Алекс стоит на пороге. Синие волосы слиплись сосульками, футболка мятая, под глазами круги — чёрные, как две монетки, которые бросили в грязь. Он не спал несколько дней. Это видно сразу.
— Чего ты припёрлась? — голос сорванный, злой, будто он кричал на кого-то перед этим. Или на себя. — Решила проверить, жив ли я? Или просто совесть замучила?
— Я волновалась, идиот! — я залетаю внутрь, он даже не пытается меня остановить. — Ты не отвечал почти неделю!
— Волновалась? — он закрывает дверь, прислоняется к косяку. Усмехается — криво, как ножом режет. — Прямо как тогда, когда я вытаскивал тебя из-под машины, а ты сказала всем, что я толкнул тебя? Да, ты умеешь волноваться. Только о себе.
Я замираю. Не от страха — от неожиданности.
— Ты простил меня, — говорю я тихо. — Ты сказал, что простил.
— Я сказал, — он делает шаг ко мне. — Я много чего сказал. А ты слушала? Нет. Ты просто сделала вид, что всё нормально. Как всегда.
— Алекс...
— Не надо, — он отмахивается, проходит в гостиную, падает на диван. Пряник лежит рядом, даже головы не поднимает. Только глаза переводит на меня — виноватые, усталые. — Я простил тебя, Бекс. Но не забыл. И каждую ночь вспоминаю тот день в Чарльстоне. Как ты врала врачам. Как смотрела на меня с ужасом в первый день в школе, будто я — монстр. А я просто пытался тебя спасти.

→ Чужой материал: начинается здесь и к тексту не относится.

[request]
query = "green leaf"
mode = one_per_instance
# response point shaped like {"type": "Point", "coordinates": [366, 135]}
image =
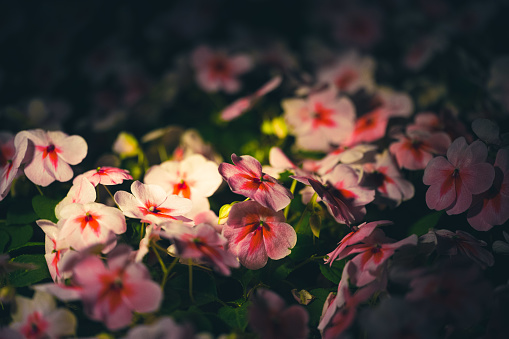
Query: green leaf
{"type": "Point", "coordinates": [334, 272]}
{"type": "Point", "coordinates": [423, 225]}
{"type": "Point", "coordinates": [44, 207]}
{"type": "Point", "coordinates": [20, 212]}
{"type": "Point", "coordinates": [26, 277]}
{"type": "Point", "coordinates": [235, 317]}
{"type": "Point", "coordinates": [20, 235]}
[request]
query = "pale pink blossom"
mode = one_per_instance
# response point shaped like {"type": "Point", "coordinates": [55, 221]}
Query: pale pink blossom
{"type": "Point", "coordinates": [204, 244]}
{"type": "Point", "coordinates": [454, 180]}
{"type": "Point", "coordinates": [39, 317]}
{"type": "Point", "coordinates": [53, 153]}
{"type": "Point", "coordinates": [491, 207]}
{"type": "Point", "coordinates": [272, 319]}
{"type": "Point", "coordinates": [256, 233]}
{"type": "Point", "coordinates": [239, 106]}
{"type": "Point", "coordinates": [245, 177]}
{"type": "Point", "coordinates": [151, 203]}
{"type": "Point", "coordinates": [217, 71]}
{"type": "Point", "coordinates": [113, 292]}
{"type": "Point", "coordinates": [320, 121]}
{"type": "Point", "coordinates": [105, 176]}
{"type": "Point", "coordinates": [91, 223]}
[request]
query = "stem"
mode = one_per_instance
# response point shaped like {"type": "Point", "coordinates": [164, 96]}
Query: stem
{"type": "Point", "coordinates": [292, 189]}
{"type": "Point", "coordinates": [191, 280]}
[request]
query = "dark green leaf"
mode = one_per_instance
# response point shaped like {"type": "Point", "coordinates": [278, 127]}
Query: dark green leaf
{"type": "Point", "coordinates": [44, 207]}
{"type": "Point", "coordinates": [26, 277]}
{"type": "Point", "coordinates": [235, 317]}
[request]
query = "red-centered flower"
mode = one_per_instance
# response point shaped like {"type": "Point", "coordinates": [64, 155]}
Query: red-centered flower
{"type": "Point", "coordinates": [454, 180]}
{"type": "Point", "coordinates": [112, 293]}
{"type": "Point", "coordinates": [246, 177]}
{"type": "Point", "coordinates": [491, 207]}
{"type": "Point", "coordinates": [106, 176]}
{"type": "Point", "coordinates": [256, 233]}
{"type": "Point", "coordinates": [151, 203]}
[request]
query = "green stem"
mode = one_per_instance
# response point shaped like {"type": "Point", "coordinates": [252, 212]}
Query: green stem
{"type": "Point", "coordinates": [292, 189]}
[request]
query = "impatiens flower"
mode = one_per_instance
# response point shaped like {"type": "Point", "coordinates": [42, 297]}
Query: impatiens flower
{"type": "Point", "coordinates": [53, 153]}
{"type": "Point", "coordinates": [344, 197]}
{"type": "Point", "coordinates": [87, 224]}
{"type": "Point", "coordinates": [454, 180]}
{"type": "Point", "coordinates": [40, 318]}
{"type": "Point", "coordinates": [256, 233]}
{"type": "Point", "coordinates": [321, 120]}
{"type": "Point", "coordinates": [245, 177]}
{"type": "Point", "coordinates": [217, 71]}
{"type": "Point", "coordinates": [239, 106]}
{"type": "Point", "coordinates": [387, 180]}
{"type": "Point", "coordinates": [204, 244]}
{"type": "Point", "coordinates": [106, 176]}
{"type": "Point", "coordinates": [271, 319]}
{"type": "Point", "coordinates": [112, 292]}
{"type": "Point", "coordinates": [151, 203]}
{"type": "Point", "coordinates": [415, 149]}
{"type": "Point", "coordinates": [194, 178]}
{"type": "Point", "coordinates": [491, 207]}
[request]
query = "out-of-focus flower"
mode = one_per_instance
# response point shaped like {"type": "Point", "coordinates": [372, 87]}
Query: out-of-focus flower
{"type": "Point", "coordinates": [239, 106]}
{"type": "Point", "coordinates": [113, 292]}
{"type": "Point", "coordinates": [320, 121]}
{"type": "Point", "coordinates": [53, 152]}
{"type": "Point", "coordinates": [256, 233]}
{"type": "Point", "coordinates": [246, 177]}
{"type": "Point", "coordinates": [126, 145]}
{"type": "Point", "coordinates": [217, 71]}
{"type": "Point", "coordinates": [454, 180]}
{"type": "Point", "coordinates": [40, 318]}
{"type": "Point", "coordinates": [106, 176]}
{"type": "Point", "coordinates": [271, 319]}
{"type": "Point", "coordinates": [151, 203]}
{"type": "Point", "coordinates": [202, 243]}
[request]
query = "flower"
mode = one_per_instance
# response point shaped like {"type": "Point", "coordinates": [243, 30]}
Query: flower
{"type": "Point", "coordinates": [453, 180]}
{"type": "Point", "coordinates": [256, 233]}
{"type": "Point", "coordinates": [53, 152]}
{"type": "Point", "coordinates": [216, 71]}
{"type": "Point", "coordinates": [246, 177]}
{"type": "Point", "coordinates": [151, 203]}
{"type": "Point", "coordinates": [110, 293]}
{"type": "Point", "coordinates": [271, 319]}
{"type": "Point", "coordinates": [105, 176]}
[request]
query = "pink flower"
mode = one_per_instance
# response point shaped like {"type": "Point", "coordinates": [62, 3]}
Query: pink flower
{"type": "Point", "coordinates": [40, 318]}
{"type": "Point", "coordinates": [246, 177]}
{"type": "Point", "coordinates": [321, 120]}
{"type": "Point", "coordinates": [113, 292]}
{"type": "Point", "coordinates": [204, 244]}
{"type": "Point", "coordinates": [53, 152]}
{"type": "Point", "coordinates": [256, 233]}
{"type": "Point", "coordinates": [151, 203]}
{"type": "Point", "coordinates": [415, 149]}
{"type": "Point", "coordinates": [271, 319]}
{"type": "Point", "coordinates": [216, 71]}
{"type": "Point", "coordinates": [490, 208]}
{"type": "Point", "coordinates": [106, 176]}
{"type": "Point", "coordinates": [455, 179]}
{"type": "Point", "coordinates": [91, 223]}
{"type": "Point", "coordinates": [239, 106]}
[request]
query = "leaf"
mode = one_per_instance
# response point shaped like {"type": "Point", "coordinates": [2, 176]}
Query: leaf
{"type": "Point", "coordinates": [423, 225]}
{"type": "Point", "coordinates": [26, 277]}
{"type": "Point", "coordinates": [20, 235]}
{"type": "Point", "coordinates": [235, 317]}
{"type": "Point", "coordinates": [44, 207]}
{"type": "Point", "coordinates": [20, 212]}
{"type": "Point", "coordinates": [334, 272]}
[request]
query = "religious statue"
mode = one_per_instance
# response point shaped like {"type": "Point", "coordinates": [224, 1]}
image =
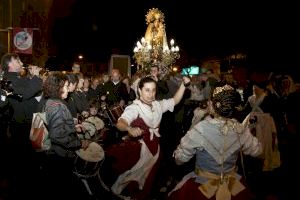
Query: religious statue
{"type": "Point", "coordinates": [153, 49]}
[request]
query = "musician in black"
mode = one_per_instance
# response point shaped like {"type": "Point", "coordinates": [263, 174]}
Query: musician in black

— Я знаю, — сажусь на краешек кресла, сжимаю подлокотники. — Я знаю, Алекс. И мне жаль.
— Жаль? — он усмехается, садится прямо, смотрит на меня. В его глазах — усталость, боль и ещё что-то. Что-то, что я не хочу называть. — Ты лгунья, Блэр. Та же, что и пять лет назад. Ты врёшь отцу, матери, Стивену, себе. Ты врёшь, что в порядке. Что не убивала. Что не хотела, чтобы он сдох. Ври кому угодно, но не мне.
Я молчу. Потому что он прав.
Встаю, захожу в ванную. Потому что не могу больше сидеть и смотреть на его лицо.
Аптечка открыта. На белом кафеле — горсть таблеток. Разные цвета, разные размеры. Я их не считаю. Просто смотрю.
— Ты... собирался? — мой голос доносится откуда-то издалека.
Он появляется в дверях. Прислоняется к косяку.
— Ещё нет, — говорит он устало, как будто это оправдание. — Просто смотрел на них. Думал, насколько легче было бы не просыпаться завтра.
Я не думаю. Я просто делаю.
Собираю таблетки в ладонь — они холодные, скользкие, пахнут химией. Швыряю обратно по баночкам. Движения чисто механические, хотя руки трясутся, а в горле ком размером с булыжник, мешающий дышать. Оранжевые баночки закрываются и исчезают за зеркалом вместе с моей надеждой, что когда-нибудь мы станем нормальными.
Поворачиваюсь к нему.
— Я не отпущу тебя, — говорю, и голос не дрожит. — Даже если ты будешь меня ненавидеть. Даже если я заслужила твою злость. Ты не один. Понял? Ты — не один.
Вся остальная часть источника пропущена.